We found Stella collapsed beside her father’s body in his messy study. Giorgos lay on his side, his fingers curled around a pistol, a pool of blood spreading beneath his head.
I kneeled beside him, ignoring the warm blood seeping into the fabric of my trousers, and pressed my fingers to his neck. Nothing. His skin was still warm, but life had already fled.
The bullet had done its work effectively. After several minutes, I sat back on my heels.
Stella’s high-pitched keening filled the room, a sound that should have evoked sympathy but didn’t. This was the culmination of years of deception and manipulation.
The wail of approaching sirens cut through Stella’s cries. Within minutes, the villa was swarming with emergency responders, who quickly assessed the scene.
I watched with detachment as the police called for forensics and led Stella away in handcuffs, reading out her charges for conspiracy, extortion, wire fraud and accessory to felony death.
Her eyes sought mine as they escorted her out, still pleading, still attempting to maintain the fantasy she’d constructed. I turned away. Nothing remained between us now but the cold and unforgiving truth.
I surveyed the room, taking it in. Everything that had once been beautiful in this house had been corrupted, just as the Pavlou family had been destroyed by Giorgos’s weakness.
I gathered the evidence I’d brought, placing it in a small pile on a metal trash can. My brothers stared at me, confused.
The police had everything they needed. These copies were superfluous. I reached into my pocket for my lighter.
The flame caught instantly, hungrily consuming the papers that documented the Pavlou family’s betrayal. I watched as the edges blackened and curled, devouring the tangible proof of how weakness had destroyed a family.
As the last of the evidence turned to ash, I felt a sense of finality settle over me. Not completely—Theo was still gone, and nothing could change that—but the poisonous uncertainty clouding everything since his death had finally cleared.
“Let’s go,” Dimitrios said, placing a hand on my shoulder. “You need to get home.”
Home. The word resonated through me, cutting through the fog of this nightmare.

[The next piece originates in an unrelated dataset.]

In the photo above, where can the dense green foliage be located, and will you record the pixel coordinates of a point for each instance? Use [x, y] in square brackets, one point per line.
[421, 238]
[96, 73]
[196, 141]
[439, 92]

Home meant Kayla now—her laughter filling silent spaces, her belongings intermingled with mine, her scent on my pillows. Our marriage had begun as a business transaction, but somewhere between reluctant vows and unexpected confidences, between arguments and reconciliations, it had transformed into a connection that had become my foundation.
The truth had cost more than I could have imagined, but it had also freed me from the chains of misplaced guilt and obligation. Now unburdened by the weight of that unresolved past, I could finally turn fully toward a future with Kayla.
21
“K, where have you been? You’ve been gone for two days. I was starting to wor—” The words died on my lips as I spotted the dark stains spreading across his white shirt.
I scrambled off the bed, my laptop forgotten as I rushed to him. “What the hell happened to you?” My hands hovered over the stains, afraid to touch yet desperate to help. “Please tell me that’s not your blood.”
K glanced down at his shirt as if noticing the blood for the first time. “It’s not mine.”
“Then whose is it?” I asked, tugging at his jacket. My heart was racing a mile a minute. “And don’t you dare give me a vague non-answer.”
“Giorgos Pavlou. He took his own life.”
“Stella’s father?” I stepped back, studying his face. Despite his calm tone, the muscle ticking in his jaw told me everything I needed to know about his emotional state.
When he nodded, I wrapped my arms around him, pressing my face against his chest despite the metallic scent of drying blood.
“You need to get out of these clothes,” I said, wrinkling my nose as I pulled back. “That shirt is definitely going in the trash. No amount of stain remover is saving that designer piece.”
As soon as the bathroom door closed behind him, I heard the shower start. I turned my attention to the mess across our bed—laptop open to the interior design plans I’d been working on for the Thalassía villa, fabric swatches, and color samples scattered beside it, and half a dozen design magazines spread across K’s side of the mattress. I’d been so caught up in my vision boards I hadn’t even realized how late it had gotten.
I gathered everything, carefully placing the fabric swatches in their folder and saving my design files before closing the laptop and setting it on the desk in the corner.
By the time the water shut off, I’d dimmed the lights and was sitting against the headboard. K emerged a few minutes later with a towel wrapped around his waist, his hair still damp.
“Feel human again?” I asked, patting the space beside me.
“Much improved,” he replied, retrieving a pair of boxers from his drawer before dropping the towel and slipping them on. He joined me on the bed, immediately pulling me flush against his side.